The “bird” poems dominate the book (and one wonders why they wait patiently in the parentheses of the title – perhaps they are just perched?). You get a sense that the narrator is not only invested in these creatures for metaphor, but has a true passion for them in her own life, and her words reflect a deep sincerity and love.

But love isn’t the only motivator in these specific poems. They hold great space in the collection for a reason. Labeled both “Migration without Maps” and “Navigation by Unknown Maps”, the reader realizes that these poems are the kind of guidance we need, for a people who have forgotten, in their obsession with creating borders and simplifying landscapes, that real distances and survey of land are marked by migrations. “Bird Secrets” shows us that we have much to learn from them: [of the chickadees]:

and understood
                                                at last
                                of death
these birds
                                with brains no bigger than their eggs
                                more wise than you and i
had sense
to flee from

The non-capitalized “i” requests that we, as humans, consider breaking down our hierarchies within the animal kingdom.
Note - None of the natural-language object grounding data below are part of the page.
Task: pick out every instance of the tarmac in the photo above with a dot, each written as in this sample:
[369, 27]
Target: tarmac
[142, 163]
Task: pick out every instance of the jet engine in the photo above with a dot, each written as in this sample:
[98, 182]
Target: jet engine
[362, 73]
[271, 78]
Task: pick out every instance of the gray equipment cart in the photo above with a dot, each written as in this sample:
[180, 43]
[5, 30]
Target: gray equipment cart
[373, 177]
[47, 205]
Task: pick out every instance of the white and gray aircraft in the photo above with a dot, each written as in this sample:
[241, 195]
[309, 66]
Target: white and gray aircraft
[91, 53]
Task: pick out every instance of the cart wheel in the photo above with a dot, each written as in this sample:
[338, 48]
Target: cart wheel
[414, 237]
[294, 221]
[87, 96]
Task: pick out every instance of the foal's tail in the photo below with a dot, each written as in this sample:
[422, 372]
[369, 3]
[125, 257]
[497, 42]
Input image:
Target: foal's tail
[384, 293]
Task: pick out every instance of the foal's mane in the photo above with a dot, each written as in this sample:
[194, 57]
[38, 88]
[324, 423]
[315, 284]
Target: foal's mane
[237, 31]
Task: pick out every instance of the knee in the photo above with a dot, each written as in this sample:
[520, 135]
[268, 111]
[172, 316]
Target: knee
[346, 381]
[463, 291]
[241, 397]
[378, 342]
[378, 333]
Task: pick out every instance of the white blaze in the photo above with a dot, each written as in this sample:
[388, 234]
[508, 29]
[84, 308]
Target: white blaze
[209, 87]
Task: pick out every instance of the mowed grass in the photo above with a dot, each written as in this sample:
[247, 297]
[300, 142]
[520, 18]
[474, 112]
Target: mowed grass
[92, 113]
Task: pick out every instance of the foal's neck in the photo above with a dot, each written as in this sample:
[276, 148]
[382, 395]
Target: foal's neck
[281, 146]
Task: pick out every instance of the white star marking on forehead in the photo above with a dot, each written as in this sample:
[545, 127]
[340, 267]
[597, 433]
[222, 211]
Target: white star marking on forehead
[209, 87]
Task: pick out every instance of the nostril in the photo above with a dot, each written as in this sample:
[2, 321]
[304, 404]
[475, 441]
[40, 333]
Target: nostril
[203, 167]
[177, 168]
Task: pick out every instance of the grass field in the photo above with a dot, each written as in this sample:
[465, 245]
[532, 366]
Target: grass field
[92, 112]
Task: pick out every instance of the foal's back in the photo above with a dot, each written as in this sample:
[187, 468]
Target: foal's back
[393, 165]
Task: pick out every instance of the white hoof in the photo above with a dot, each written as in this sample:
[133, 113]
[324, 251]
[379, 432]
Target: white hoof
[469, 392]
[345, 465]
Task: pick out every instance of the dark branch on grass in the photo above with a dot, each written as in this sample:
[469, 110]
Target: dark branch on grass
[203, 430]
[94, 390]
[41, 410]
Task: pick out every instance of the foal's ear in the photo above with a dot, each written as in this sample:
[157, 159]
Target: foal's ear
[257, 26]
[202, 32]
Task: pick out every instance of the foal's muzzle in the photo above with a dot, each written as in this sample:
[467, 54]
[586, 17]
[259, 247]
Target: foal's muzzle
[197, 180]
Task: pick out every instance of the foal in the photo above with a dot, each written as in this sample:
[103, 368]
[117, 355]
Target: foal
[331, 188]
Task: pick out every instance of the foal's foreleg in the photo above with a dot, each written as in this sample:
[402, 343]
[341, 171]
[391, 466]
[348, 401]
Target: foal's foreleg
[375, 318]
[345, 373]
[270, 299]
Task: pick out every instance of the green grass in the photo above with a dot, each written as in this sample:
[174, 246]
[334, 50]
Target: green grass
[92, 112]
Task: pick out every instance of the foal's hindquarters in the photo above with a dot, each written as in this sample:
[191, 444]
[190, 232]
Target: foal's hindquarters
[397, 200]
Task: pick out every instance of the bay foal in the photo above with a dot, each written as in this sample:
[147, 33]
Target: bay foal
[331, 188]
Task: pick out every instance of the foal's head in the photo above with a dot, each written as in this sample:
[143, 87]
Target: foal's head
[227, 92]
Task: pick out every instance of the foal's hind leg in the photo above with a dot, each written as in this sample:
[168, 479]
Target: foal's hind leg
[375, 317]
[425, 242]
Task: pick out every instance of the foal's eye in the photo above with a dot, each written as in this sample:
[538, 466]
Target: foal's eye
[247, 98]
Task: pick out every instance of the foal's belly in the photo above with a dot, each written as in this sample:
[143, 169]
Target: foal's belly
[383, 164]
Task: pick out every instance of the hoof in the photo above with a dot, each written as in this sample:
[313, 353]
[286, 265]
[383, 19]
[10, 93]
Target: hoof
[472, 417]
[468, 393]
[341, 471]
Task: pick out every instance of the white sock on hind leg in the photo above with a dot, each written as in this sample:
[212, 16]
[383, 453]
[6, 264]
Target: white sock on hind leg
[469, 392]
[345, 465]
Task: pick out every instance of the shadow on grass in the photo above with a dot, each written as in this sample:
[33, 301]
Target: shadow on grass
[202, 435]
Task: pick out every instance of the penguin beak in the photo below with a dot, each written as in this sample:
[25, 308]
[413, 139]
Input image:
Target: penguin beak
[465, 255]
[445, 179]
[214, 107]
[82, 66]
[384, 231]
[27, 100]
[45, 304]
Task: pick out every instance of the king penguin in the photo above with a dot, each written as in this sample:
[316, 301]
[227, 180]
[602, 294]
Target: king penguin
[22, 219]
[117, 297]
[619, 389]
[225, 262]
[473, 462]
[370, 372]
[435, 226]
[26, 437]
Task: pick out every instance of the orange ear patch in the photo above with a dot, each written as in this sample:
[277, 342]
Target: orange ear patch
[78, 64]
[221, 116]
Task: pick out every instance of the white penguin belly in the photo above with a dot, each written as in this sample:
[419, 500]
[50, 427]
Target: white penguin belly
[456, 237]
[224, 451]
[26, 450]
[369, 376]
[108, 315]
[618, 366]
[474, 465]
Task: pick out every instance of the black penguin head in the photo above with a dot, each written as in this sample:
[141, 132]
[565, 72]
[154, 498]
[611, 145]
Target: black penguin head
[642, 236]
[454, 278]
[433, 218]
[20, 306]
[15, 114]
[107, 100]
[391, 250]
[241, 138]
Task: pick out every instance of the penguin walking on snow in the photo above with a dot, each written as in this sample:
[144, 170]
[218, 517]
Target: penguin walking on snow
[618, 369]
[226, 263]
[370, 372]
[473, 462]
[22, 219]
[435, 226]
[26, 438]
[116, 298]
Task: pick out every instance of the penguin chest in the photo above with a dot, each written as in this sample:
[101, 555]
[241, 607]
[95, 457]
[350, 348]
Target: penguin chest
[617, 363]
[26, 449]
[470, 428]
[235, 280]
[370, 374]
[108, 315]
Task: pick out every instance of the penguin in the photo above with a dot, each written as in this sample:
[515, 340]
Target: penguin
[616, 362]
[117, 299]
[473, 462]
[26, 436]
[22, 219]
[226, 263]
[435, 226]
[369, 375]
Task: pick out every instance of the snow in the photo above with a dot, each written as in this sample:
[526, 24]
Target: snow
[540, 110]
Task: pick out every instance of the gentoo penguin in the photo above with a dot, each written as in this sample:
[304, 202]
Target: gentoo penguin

On top of humility’s lesson is a real sense of urgency as we move toward the end of the collection – a conservationist’s plea. For all the lovely images of the natural world, and obvious devotion to them, we get poems such as “Empty Spoons”, more warning than play in language. In the ending stanza:
so neither birds
                three hundred in the world
nor humans
                blindly seething into ten billion teetering toward certain crash
have
                left
anything

The last section is revealed as “Trying to Stay in Place” and the tone settles down at this point, nesting. At the very end, a poem in the likeness of “The Red Wheelbarrow” by William Carlos Williams aptly titled “So Much Depends”. And it’s clear: Anca Vlasopolos does think that so much depends on the natural world and its existence outside of us, outside of the map lines that we draw; and by the end of her collection, you will too.